Although the kinescope used for the DVD transfer has been described elsewhere as "flawless" and "pristine", this is a bit misleading in our hi-def world. Kinescope is an old method of recording a program to 16mm film straight from a video monitor during broadcast. Unfortunately, when you transfer from video to film (or vice-versa), there's always unwanted distortion. In the case of the "Evening Primrose" this distortion is amplified in places because of the multiple transfers (film to video to a TV screen and back to film).  The picture sometimes appears a little fuzzy when actors aren't in close-up (as if someone needs to twiddle the fine-tuning knob which TVs no longer come equipped with), there's some stationary (though mostly-unnoticeable) flecks of dirt on the screen throughout, a handful of brief video rolls and blips as well as a few scratches here and there.

On one hand, it's a travesty that this b&w dupe is the best existing copy.  On the other hand, the picture is fairly sharp (overlooking the various vintage video transfer issues), the sound is crisp and it unquestionably beats the hell out of the long-circulating bootlegs... which seemed beaten to hell before they were transferred the first time (seriously, my first copy verged on unwatchable!).  Since black and white adds depth to visual composition, the shadowy horror moments are doubtlessly given an extra punch, and the cuts between film and video are not overtly noticeable, as I'm certain they were in color.  The pros and cons are actually somewhat balanced here.
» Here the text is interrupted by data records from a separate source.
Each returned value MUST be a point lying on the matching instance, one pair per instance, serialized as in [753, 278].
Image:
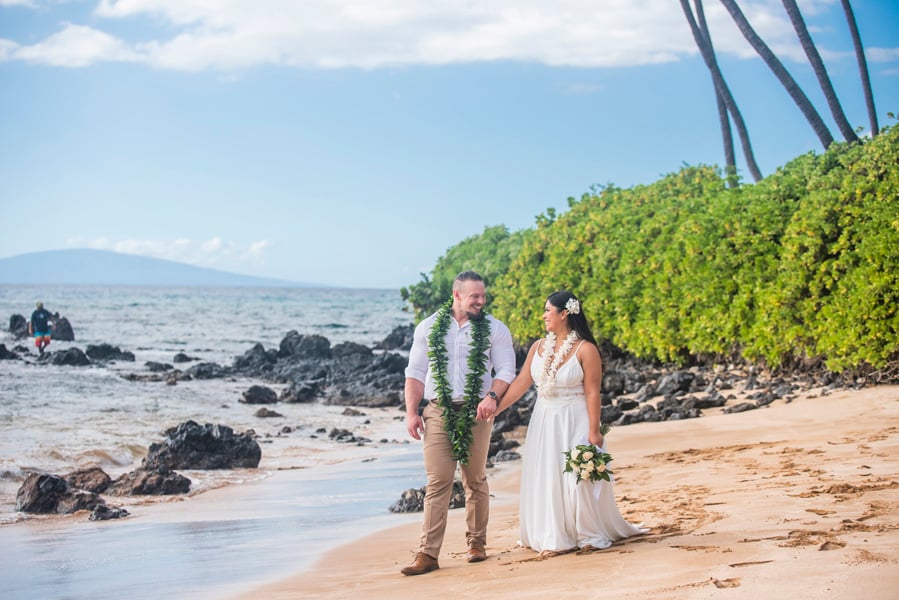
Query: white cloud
[7, 47]
[231, 35]
[77, 46]
[214, 252]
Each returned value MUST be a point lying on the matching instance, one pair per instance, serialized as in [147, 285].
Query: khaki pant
[441, 468]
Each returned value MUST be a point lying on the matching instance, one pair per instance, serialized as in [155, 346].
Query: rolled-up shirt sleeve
[502, 353]
[418, 354]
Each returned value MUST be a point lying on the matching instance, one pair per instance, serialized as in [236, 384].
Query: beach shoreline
[795, 500]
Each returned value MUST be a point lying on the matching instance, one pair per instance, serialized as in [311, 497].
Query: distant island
[101, 267]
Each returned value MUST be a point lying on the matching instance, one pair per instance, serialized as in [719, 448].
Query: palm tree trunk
[730, 168]
[708, 55]
[862, 65]
[780, 72]
[814, 59]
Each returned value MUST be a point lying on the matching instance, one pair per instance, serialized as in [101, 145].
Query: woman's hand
[486, 408]
[596, 439]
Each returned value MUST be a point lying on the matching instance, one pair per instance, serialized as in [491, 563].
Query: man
[39, 327]
[457, 390]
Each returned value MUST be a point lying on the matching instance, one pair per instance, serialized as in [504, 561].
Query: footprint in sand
[725, 583]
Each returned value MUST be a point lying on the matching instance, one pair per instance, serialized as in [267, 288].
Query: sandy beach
[796, 500]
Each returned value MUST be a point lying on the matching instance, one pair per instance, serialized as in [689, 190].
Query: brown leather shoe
[476, 553]
[422, 564]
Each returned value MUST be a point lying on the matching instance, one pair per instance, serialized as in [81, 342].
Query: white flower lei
[552, 360]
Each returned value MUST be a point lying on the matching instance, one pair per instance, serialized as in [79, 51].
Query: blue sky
[352, 142]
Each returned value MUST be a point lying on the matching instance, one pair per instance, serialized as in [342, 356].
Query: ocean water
[55, 419]
[58, 418]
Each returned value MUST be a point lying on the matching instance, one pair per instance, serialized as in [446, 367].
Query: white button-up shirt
[500, 356]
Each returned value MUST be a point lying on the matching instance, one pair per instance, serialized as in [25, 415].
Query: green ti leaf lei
[458, 421]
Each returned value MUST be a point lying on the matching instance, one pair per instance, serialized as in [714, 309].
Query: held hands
[415, 426]
[486, 408]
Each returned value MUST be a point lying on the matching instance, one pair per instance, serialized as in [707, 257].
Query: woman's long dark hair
[577, 321]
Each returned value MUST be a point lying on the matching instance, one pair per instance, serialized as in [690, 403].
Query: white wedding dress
[556, 513]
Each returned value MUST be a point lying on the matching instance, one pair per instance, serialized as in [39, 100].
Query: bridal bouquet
[588, 462]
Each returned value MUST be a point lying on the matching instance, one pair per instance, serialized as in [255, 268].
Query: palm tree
[727, 137]
[862, 65]
[708, 55]
[820, 71]
[780, 72]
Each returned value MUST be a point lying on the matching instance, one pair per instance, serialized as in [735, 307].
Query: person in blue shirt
[39, 327]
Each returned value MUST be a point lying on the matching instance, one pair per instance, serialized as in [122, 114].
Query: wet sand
[797, 500]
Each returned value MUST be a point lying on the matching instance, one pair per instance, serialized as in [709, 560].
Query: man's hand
[486, 408]
[415, 426]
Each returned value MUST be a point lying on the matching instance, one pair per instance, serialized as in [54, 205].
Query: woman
[558, 514]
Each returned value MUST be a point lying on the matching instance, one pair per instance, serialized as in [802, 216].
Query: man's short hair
[465, 276]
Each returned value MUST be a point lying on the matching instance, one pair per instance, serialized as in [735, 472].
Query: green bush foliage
[800, 267]
[489, 253]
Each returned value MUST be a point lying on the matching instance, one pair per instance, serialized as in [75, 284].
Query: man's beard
[475, 316]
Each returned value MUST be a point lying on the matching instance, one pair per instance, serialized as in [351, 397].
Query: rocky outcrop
[345, 374]
[71, 357]
[18, 326]
[193, 446]
[150, 482]
[259, 394]
[93, 479]
[43, 493]
[7, 354]
[61, 329]
[107, 352]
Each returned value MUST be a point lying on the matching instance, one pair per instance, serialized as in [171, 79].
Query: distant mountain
[100, 267]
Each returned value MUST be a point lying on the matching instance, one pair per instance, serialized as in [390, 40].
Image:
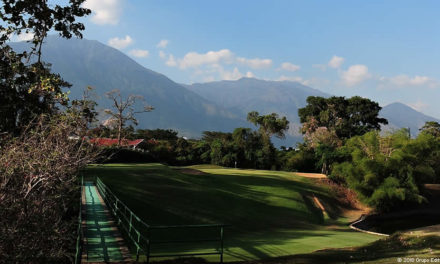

The DVD also boasts some great extras including a 25 page booklet packed with information about the production and remembrances/opinions by Sondheim,  a 34 minute on-camera interview with director Paul Bogart,  21 minutes of silent color footage shot at Macy's (which Bogart shot himself and retained in his collection), and a 30-some minute telephone interview with Carr conducted by Klain. Carr and Klain in particular each had a lot of really interesting things to say about the film, and Carr also discussed her post-acting life and how she discovered Michael Jackson's adoration of "Evening Primrose" when she helped him decorate his first home (it's a suitably bizarre Jackson story). Unfortunately Carr's interview plays out on what's basically a menu screen with a static photo of her plastered on the side. You can't pause it, can't rewind, can't fast-forward and if you stop it, you've gotta start all over again from the beginning.  Annoying.

Guess what? There's also a soundtrack! Released as a special limited edition in 2008 by Kritzerland Records, the label seemed to have overestimated interest in this obscurity, as there are still copies available. The album contains all of the songs from the film as well as the bulk of the score (minus a few brief transitional pieces). There are two or three brief dropouts where it sounds like a player once chewed on the tape during "When;" "Take Me to the World" is lifted straight from the film (sans Charles' opening line), and there's some extraordinarily subtle differences in the CD recording of "I Remember" (which Carr sang live on-set in the movie), but on the whole the quality of this disc is pretty exceptional.  And the fact that the tapes lasted long enough to get a legit release is nothing short of miraculous!

The Internet Movie Database
Kritzerland Records

It should be noted that if you read a blurb on IMDb which looks similar to information found here, I contributed heavily to the page for the film.
(People tend not to take you seriously when you repost information found on IMDb and Wikipedia almost verbatim... so wanted to be clear that I actually didn't!!!)